This article focusses on JPMAM's new European listings. For the new US equivalents, please see this article.
JP Morgan has launched three actively-managed corporate bond ETFs and one actively-managed Emerging Markets Environmental and Social Governance (ESG) ETF. The four new ETFs are now available on the London Stock Exchange Deutsche, Boerse Xetra and Borsa Italiana.
EUR Corporate Bond Research Enhanced Index UCITS ETF (JREB)
EUR Corporate Bond 1-5yr Research Enhanced Index UCITS ETF (JR15)
USD Corporate Bond Research Enhanced Index UCITS ETF (JRUB)
Global Emerging Markets Research Enhanced Index Equity (ESG) UCITS ETF (JREM)
JREB, JR15 and JRUB offer an actively-managed alternative to the usually passive corporate bond market. Traditionally, corporate bond ETFs replicate the weighting of its index which is determined by the volume of debt outstanding. By introducing an actively-managed twist, the range of ETFs take in to consideration whether the return is inline with the amount of credit risk the investor is undertaking.
The selection criteria for the ETFs will involve identifying the more attractive debt issuers depending on a risk-adjusted basis. With the portfolios maintaining index-like characteristics, the ETFs take a more overweight position for the "attractive" issuers, and underweight position for the "less attractive" issuers.
JREB will be benchmarked against the Bloomberg Barclays Euro Aggregate Corporate Index (Total Return) Index.
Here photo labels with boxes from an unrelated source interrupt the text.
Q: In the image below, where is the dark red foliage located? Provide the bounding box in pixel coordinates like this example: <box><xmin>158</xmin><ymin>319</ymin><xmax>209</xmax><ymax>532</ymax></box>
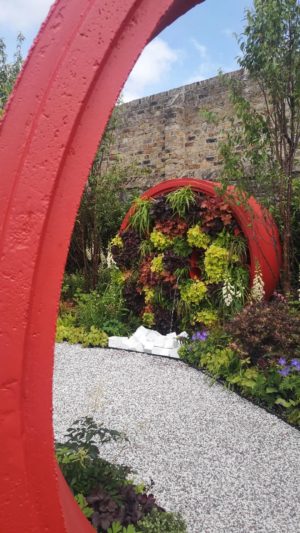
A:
<box><xmin>123</xmin><ymin>278</ymin><xmax>144</xmax><ymax>316</ymax></box>
<box><xmin>86</xmin><ymin>485</ymin><xmax>165</xmax><ymax>533</ymax></box>
<box><xmin>155</xmin><ymin>217</ymin><xmax>188</xmax><ymax>237</ymax></box>
<box><xmin>139</xmin><ymin>255</ymin><xmax>160</xmax><ymax>287</ymax></box>
<box><xmin>198</xmin><ymin>196</ymin><xmax>238</xmax><ymax>236</ymax></box>
<box><xmin>163</xmin><ymin>250</ymin><xmax>187</xmax><ymax>272</ymax></box>
<box><xmin>150</xmin><ymin>196</ymin><xmax>174</xmax><ymax>222</ymax></box>
<box><xmin>154</xmin><ymin>305</ymin><xmax>178</xmax><ymax>335</ymax></box>
<box><xmin>225</xmin><ymin>300</ymin><xmax>300</xmax><ymax>368</ymax></box>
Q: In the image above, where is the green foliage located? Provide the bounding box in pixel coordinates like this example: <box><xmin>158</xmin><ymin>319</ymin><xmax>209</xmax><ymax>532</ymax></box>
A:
<box><xmin>179</xmin><ymin>317</ymin><xmax>300</xmax><ymax>425</ymax></box>
<box><xmin>66</xmin><ymin>106</ymin><xmax>136</xmax><ymax>290</ymax></box>
<box><xmin>129</xmin><ymin>198</ymin><xmax>152</xmax><ymax>235</ymax></box>
<box><xmin>56</xmin><ymin>318</ymin><xmax>108</xmax><ymax>348</ymax></box>
<box><xmin>142</xmin><ymin>312</ymin><xmax>155</xmax><ymax>328</ymax></box>
<box><xmin>0</xmin><ymin>33</ymin><xmax>24</xmax><ymax>118</ymax></box>
<box><xmin>225</xmin><ymin>299</ymin><xmax>300</xmax><ymax>367</ymax></box>
<box><xmin>150</xmin><ymin>254</ymin><xmax>164</xmax><ymax>274</ymax></box>
<box><xmin>166</xmin><ymin>187</ymin><xmax>196</xmax><ymax>218</ymax></box>
<box><xmin>137</xmin><ymin>509</ymin><xmax>187</xmax><ymax>533</ymax></box>
<box><xmin>61</xmin><ymin>272</ymin><xmax>86</xmax><ymax>300</ymax></box>
<box><xmin>55</xmin><ymin>417</ymin><xmax>130</xmax><ymax>498</ymax></box>
<box><xmin>146</xmin><ymin>229</ymin><xmax>172</xmax><ymax>250</ymax></box>
<box><xmin>107</xmin><ymin>522</ymin><xmax>141</xmax><ymax>533</ymax></box>
<box><xmin>187</xmin><ymin>224</ymin><xmax>210</xmax><ymax>250</ymax></box>
<box><xmin>76</xmin><ymin>267</ymin><xmax>126</xmax><ymax>333</ymax></box>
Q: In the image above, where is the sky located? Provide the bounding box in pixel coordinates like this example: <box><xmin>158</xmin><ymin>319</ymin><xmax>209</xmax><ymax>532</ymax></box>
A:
<box><xmin>0</xmin><ymin>0</ymin><xmax>253</xmax><ymax>102</ymax></box>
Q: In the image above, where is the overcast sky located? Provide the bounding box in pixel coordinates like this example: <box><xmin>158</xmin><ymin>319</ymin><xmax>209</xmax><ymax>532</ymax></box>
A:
<box><xmin>0</xmin><ymin>0</ymin><xmax>253</xmax><ymax>101</ymax></box>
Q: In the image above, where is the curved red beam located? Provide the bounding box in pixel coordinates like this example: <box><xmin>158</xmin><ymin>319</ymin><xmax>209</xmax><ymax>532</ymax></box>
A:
<box><xmin>0</xmin><ymin>0</ymin><xmax>204</xmax><ymax>533</ymax></box>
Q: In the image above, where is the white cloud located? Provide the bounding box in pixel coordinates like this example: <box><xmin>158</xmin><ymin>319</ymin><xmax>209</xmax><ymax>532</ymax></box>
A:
<box><xmin>191</xmin><ymin>39</ymin><xmax>208</xmax><ymax>59</ymax></box>
<box><xmin>123</xmin><ymin>38</ymin><xmax>181</xmax><ymax>102</ymax></box>
<box><xmin>185</xmin><ymin>39</ymin><xmax>238</xmax><ymax>83</ymax></box>
<box><xmin>0</xmin><ymin>0</ymin><xmax>54</xmax><ymax>33</ymax></box>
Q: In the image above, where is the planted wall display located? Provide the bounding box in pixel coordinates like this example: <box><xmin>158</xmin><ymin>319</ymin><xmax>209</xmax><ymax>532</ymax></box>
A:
<box><xmin>111</xmin><ymin>178</ymin><xmax>281</xmax><ymax>334</ymax></box>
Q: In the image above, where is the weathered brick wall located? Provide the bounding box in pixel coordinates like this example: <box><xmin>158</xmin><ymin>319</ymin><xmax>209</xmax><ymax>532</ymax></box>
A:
<box><xmin>111</xmin><ymin>71</ymin><xmax>261</xmax><ymax>189</ymax></box>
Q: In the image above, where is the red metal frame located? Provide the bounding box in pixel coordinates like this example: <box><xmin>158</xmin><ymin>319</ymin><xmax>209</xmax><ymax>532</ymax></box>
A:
<box><xmin>121</xmin><ymin>178</ymin><xmax>281</xmax><ymax>298</ymax></box>
<box><xmin>0</xmin><ymin>0</ymin><xmax>201</xmax><ymax>533</ymax></box>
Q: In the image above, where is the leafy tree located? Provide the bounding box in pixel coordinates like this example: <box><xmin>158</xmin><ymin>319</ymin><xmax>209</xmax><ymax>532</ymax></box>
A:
<box><xmin>0</xmin><ymin>33</ymin><xmax>24</xmax><ymax>118</ymax></box>
<box><xmin>220</xmin><ymin>0</ymin><xmax>300</xmax><ymax>293</ymax></box>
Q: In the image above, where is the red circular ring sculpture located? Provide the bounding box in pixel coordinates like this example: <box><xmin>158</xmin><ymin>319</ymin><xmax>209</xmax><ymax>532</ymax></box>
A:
<box><xmin>120</xmin><ymin>178</ymin><xmax>281</xmax><ymax>298</ymax></box>
<box><xmin>0</xmin><ymin>0</ymin><xmax>282</xmax><ymax>533</ymax></box>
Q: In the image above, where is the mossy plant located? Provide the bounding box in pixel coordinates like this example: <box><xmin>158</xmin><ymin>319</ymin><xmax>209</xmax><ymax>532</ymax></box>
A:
<box><xmin>166</xmin><ymin>187</ymin><xmax>196</xmax><ymax>218</ymax></box>
<box><xmin>150</xmin><ymin>229</ymin><xmax>172</xmax><ymax>250</ymax></box>
<box><xmin>204</xmin><ymin>244</ymin><xmax>229</xmax><ymax>283</ymax></box>
<box><xmin>187</xmin><ymin>224</ymin><xmax>211</xmax><ymax>250</ymax></box>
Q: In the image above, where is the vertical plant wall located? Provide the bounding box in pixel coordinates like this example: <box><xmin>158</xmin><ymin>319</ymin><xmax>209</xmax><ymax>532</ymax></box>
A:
<box><xmin>111</xmin><ymin>179</ymin><xmax>281</xmax><ymax>334</ymax></box>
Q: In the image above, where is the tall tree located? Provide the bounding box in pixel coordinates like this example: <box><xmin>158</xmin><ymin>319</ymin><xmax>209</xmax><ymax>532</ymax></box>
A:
<box><xmin>0</xmin><ymin>33</ymin><xmax>24</xmax><ymax>118</ymax></box>
<box><xmin>221</xmin><ymin>0</ymin><xmax>300</xmax><ymax>293</ymax></box>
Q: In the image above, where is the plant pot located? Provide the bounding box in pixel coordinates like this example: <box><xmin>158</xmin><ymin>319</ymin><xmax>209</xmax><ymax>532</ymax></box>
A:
<box><xmin>120</xmin><ymin>178</ymin><xmax>282</xmax><ymax>298</ymax></box>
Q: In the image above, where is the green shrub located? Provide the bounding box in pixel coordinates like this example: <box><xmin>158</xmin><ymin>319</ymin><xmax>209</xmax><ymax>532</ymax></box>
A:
<box><xmin>137</xmin><ymin>509</ymin><xmax>187</xmax><ymax>533</ymax></box>
<box><xmin>225</xmin><ymin>298</ymin><xmax>300</xmax><ymax>368</ymax></box>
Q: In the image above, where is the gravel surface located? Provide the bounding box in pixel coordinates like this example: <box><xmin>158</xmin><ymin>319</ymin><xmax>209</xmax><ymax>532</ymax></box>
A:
<box><xmin>54</xmin><ymin>344</ymin><xmax>300</xmax><ymax>533</ymax></box>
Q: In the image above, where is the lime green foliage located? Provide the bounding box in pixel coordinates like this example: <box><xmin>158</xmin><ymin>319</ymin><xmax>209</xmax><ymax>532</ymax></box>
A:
<box><xmin>150</xmin><ymin>229</ymin><xmax>172</xmax><ymax>250</ymax></box>
<box><xmin>151</xmin><ymin>254</ymin><xmax>164</xmax><ymax>274</ymax></box>
<box><xmin>55</xmin><ymin>417</ymin><xmax>130</xmax><ymax>497</ymax></box>
<box><xmin>129</xmin><ymin>198</ymin><xmax>152</xmax><ymax>235</ymax></box>
<box><xmin>142</xmin><ymin>312</ymin><xmax>155</xmax><ymax>328</ymax></box>
<box><xmin>56</xmin><ymin>318</ymin><xmax>108</xmax><ymax>348</ymax></box>
<box><xmin>61</xmin><ymin>272</ymin><xmax>85</xmax><ymax>300</ymax></box>
<box><xmin>204</xmin><ymin>244</ymin><xmax>229</xmax><ymax>283</ymax></box>
<box><xmin>110</xmin><ymin>235</ymin><xmax>124</xmax><ymax>248</ymax></box>
<box><xmin>187</xmin><ymin>224</ymin><xmax>210</xmax><ymax>250</ymax></box>
<box><xmin>173</xmin><ymin>237</ymin><xmax>192</xmax><ymax>257</ymax></box>
<box><xmin>179</xmin><ymin>330</ymin><xmax>300</xmax><ymax>426</ymax></box>
<box><xmin>179</xmin><ymin>280</ymin><xmax>207</xmax><ymax>305</ymax></box>
<box><xmin>75</xmin><ymin>494</ymin><xmax>94</xmax><ymax>518</ymax></box>
<box><xmin>221</xmin><ymin>0</ymin><xmax>300</xmax><ymax>293</ymax></box>
<box><xmin>143</xmin><ymin>287</ymin><xmax>155</xmax><ymax>304</ymax></box>
<box><xmin>200</xmin><ymin>348</ymin><xmax>240</xmax><ymax>378</ymax></box>
<box><xmin>167</xmin><ymin>187</ymin><xmax>196</xmax><ymax>218</ymax></box>
<box><xmin>107</xmin><ymin>522</ymin><xmax>142</xmax><ymax>533</ymax></box>
<box><xmin>137</xmin><ymin>509</ymin><xmax>187</xmax><ymax>533</ymax></box>
<box><xmin>192</xmin><ymin>309</ymin><xmax>219</xmax><ymax>328</ymax></box>
<box><xmin>0</xmin><ymin>33</ymin><xmax>24</xmax><ymax>118</ymax></box>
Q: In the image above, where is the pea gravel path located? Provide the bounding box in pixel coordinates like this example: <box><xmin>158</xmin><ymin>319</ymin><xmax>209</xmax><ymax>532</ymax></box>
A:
<box><xmin>54</xmin><ymin>344</ymin><xmax>300</xmax><ymax>533</ymax></box>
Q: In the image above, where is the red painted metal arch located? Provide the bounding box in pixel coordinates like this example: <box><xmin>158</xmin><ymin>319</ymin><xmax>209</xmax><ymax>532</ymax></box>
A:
<box><xmin>121</xmin><ymin>178</ymin><xmax>281</xmax><ymax>298</ymax></box>
<box><xmin>0</xmin><ymin>0</ymin><xmax>201</xmax><ymax>533</ymax></box>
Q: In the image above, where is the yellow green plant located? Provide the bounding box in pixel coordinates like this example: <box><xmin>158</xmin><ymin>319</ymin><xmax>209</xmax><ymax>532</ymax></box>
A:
<box><xmin>143</xmin><ymin>287</ymin><xmax>155</xmax><ymax>304</ymax></box>
<box><xmin>204</xmin><ymin>244</ymin><xmax>229</xmax><ymax>283</ymax></box>
<box><xmin>179</xmin><ymin>280</ymin><xmax>207</xmax><ymax>305</ymax></box>
<box><xmin>150</xmin><ymin>229</ymin><xmax>172</xmax><ymax>250</ymax></box>
<box><xmin>187</xmin><ymin>224</ymin><xmax>210</xmax><ymax>250</ymax></box>
<box><xmin>150</xmin><ymin>254</ymin><xmax>164</xmax><ymax>274</ymax></box>
<box><xmin>192</xmin><ymin>309</ymin><xmax>218</xmax><ymax>328</ymax></box>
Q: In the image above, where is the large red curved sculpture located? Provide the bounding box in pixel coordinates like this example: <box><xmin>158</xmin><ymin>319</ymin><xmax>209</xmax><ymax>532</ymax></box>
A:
<box><xmin>120</xmin><ymin>178</ymin><xmax>281</xmax><ymax>298</ymax></box>
<box><xmin>0</xmin><ymin>0</ymin><xmax>201</xmax><ymax>533</ymax></box>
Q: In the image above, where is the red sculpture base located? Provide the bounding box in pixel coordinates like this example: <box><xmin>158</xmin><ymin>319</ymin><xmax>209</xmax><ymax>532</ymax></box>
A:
<box><xmin>0</xmin><ymin>0</ymin><xmax>201</xmax><ymax>533</ymax></box>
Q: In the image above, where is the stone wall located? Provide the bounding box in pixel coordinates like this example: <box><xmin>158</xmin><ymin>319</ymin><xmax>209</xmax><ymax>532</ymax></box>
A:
<box><xmin>110</xmin><ymin>71</ymin><xmax>260</xmax><ymax>190</ymax></box>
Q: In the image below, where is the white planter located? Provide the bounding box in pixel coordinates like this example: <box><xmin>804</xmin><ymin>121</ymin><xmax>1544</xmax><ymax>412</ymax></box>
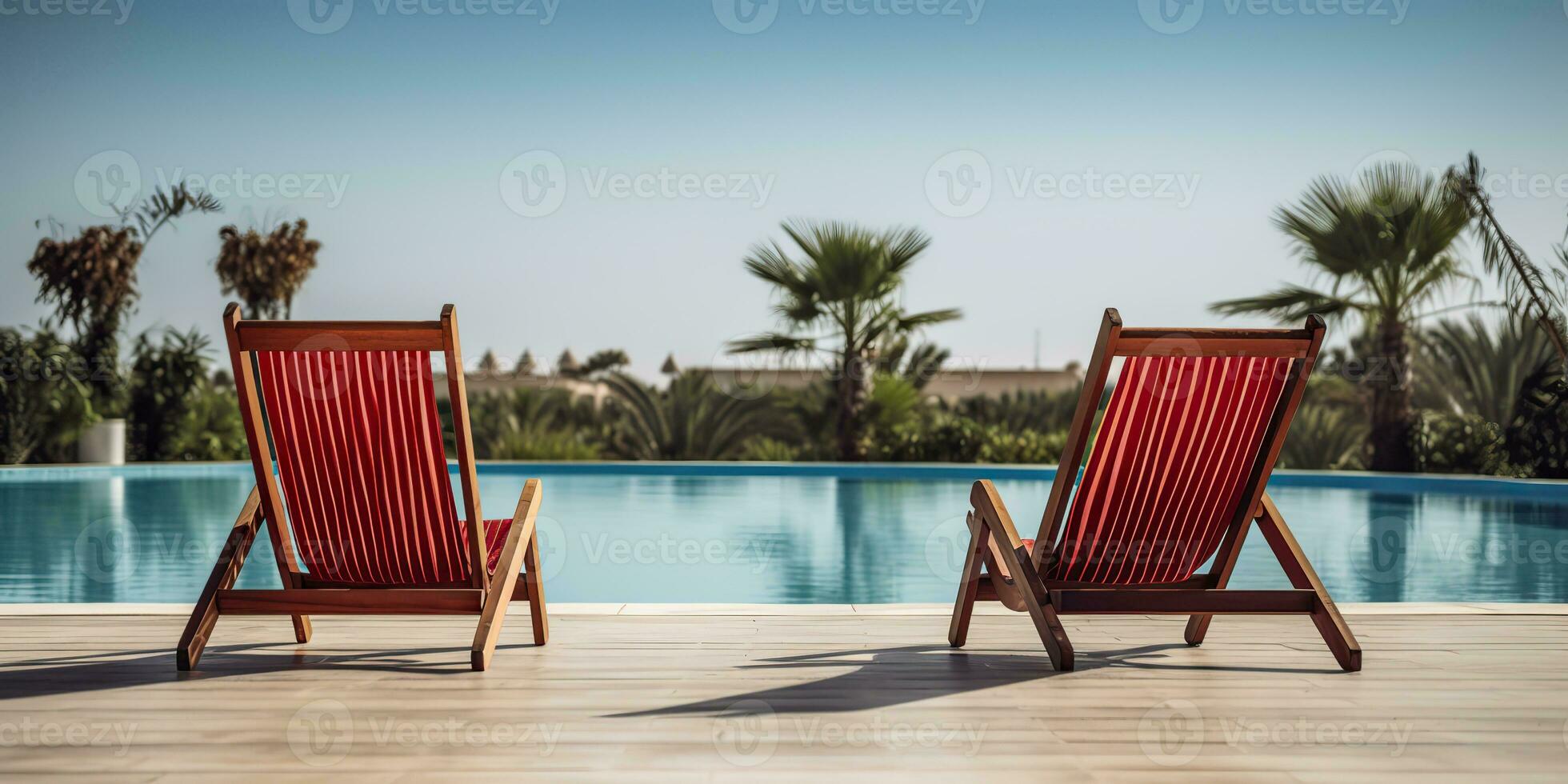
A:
<box><xmin>77</xmin><ymin>418</ymin><xmax>126</xmax><ymax>466</ymax></box>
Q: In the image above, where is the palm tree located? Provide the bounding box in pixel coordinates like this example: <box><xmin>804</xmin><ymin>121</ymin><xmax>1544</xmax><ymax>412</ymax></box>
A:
<box><xmin>1210</xmin><ymin>163</ymin><xmax>1470</xmax><ymax>470</ymax></box>
<box><xmin>216</xmin><ymin>218</ymin><xmax>322</xmax><ymax>318</ymax></box>
<box><xmin>606</xmin><ymin>372</ymin><xmax>773</xmax><ymax>459</ymax></box>
<box><xmin>878</xmin><ymin>334</ymin><xmax>954</xmax><ymax>390</ymax></box>
<box><xmin>1447</xmin><ymin>152</ymin><xmax>1568</xmax><ymax>372</ymax></box>
<box><xmin>26</xmin><ymin>182</ymin><xmax>222</xmax><ymax>415</ymax></box>
<box><xmin>1418</xmin><ymin>315</ymin><xmax>1560</xmax><ymax>428</ymax></box>
<box><xmin>729</xmin><ymin>221</ymin><xmax>960</xmax><ymax>461</ymax></box>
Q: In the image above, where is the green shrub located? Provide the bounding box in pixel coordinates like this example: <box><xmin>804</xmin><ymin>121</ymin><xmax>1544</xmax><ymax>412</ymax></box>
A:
<box><xmin>170</xmin><ymin>379</ymin><xmax>250</xmax><ymax>461</ymax></box>
<box><xmin>126</xmin><ymin>330</ymin><xmax>209</xmax><ymax>461</ymax></box>
<box><xmin>740</xmin><ymin>436</ymin><xmax>800</xmax><ymax>462</ymax></box>
<box><xmin>1414</xmin><ymin>411</ymin><xmax>1521</xmax><ymax>477</ymax></box>
<box><xmin>0</xmin><ymin>328</ymin><xmax>96</xmax><ymax>462</ymax></box>
<box><xmin>1279</xmin><ymin>402</ymin><xmax>1367</xmax><ymax>470</ymax></box>
<box><xmin>978</xmin><ymin>426</ymin><xmax>1068</xmax><ymax>464</ymax></box>
<box><xmin>867</xmin><ymin>414</ymin><xmax>986</xmax><ymax>462</ymax></box>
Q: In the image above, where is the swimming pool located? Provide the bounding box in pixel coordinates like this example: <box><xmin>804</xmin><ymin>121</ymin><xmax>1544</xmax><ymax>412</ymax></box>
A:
<box><xmin>0</xmin><ymin>462</ymin><xmax>1568</xmax><ymax>604</ymax></box>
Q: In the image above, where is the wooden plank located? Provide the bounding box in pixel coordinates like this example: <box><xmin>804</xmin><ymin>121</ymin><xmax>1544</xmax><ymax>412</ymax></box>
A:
<box><xmin>441</xmin><ymin>304</ymin><xmax>490</xmax><ymax>588</ymax></box>
<box><xmin>237</xmin><ymin>322</ymin><xmax>444</xmax><ymax>353</ymax></box>
<box><xmin>218</xmin><ymin>588</ymin><xmax>485</xmax><ymax>614</ymax></box>
<box><xmin>0</xmin><ymin>606</ymin><xmax>1568</xmax><ymax>782</ymax></box>
<box><xmin>1050</xmin><ymin>588</ymin><xmax>1317</xmax><ymax>614</ymax></box>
JR15 will be benchmarked against the Bloomberg Barclays Euro Aggregate Corporate 1-5 Index (Total Return) Index and JRUB will be benchmarked against the Bloomberg Barclays US Corporate Investment Grade Index (Total Return) Unhedged Index. All three ETFs will have a Total Expense Ratio (TER) of 19 basis points.
The emerging markets ETF also being launched, JREM, is joining the already launched active equity REI suite which was announce back in October. JREM is benchmarked against the MSCI Emerging Market Index and has a slightly more expensive TER of 30 basis points.
Taking a similar approach as the corporate bond ETFs, the investment team take an overweight approach for the more "attractive" emerging market stocks. Additionally JPMAM also integrates an ESG screener which will remove all companies involved in controversial sectors such as weapons and tobacco.
Bryon Lake, Head of International ETFs at JPMAM, said in a statement: "In speaking to clients, they want the benefits of passive investing and ETFs but acknowledge that investment grade indices have their limitations. Offering attractively priced investment grade credit active capabilities, in the ETF wrapper, provides European investors with an interesting alternative."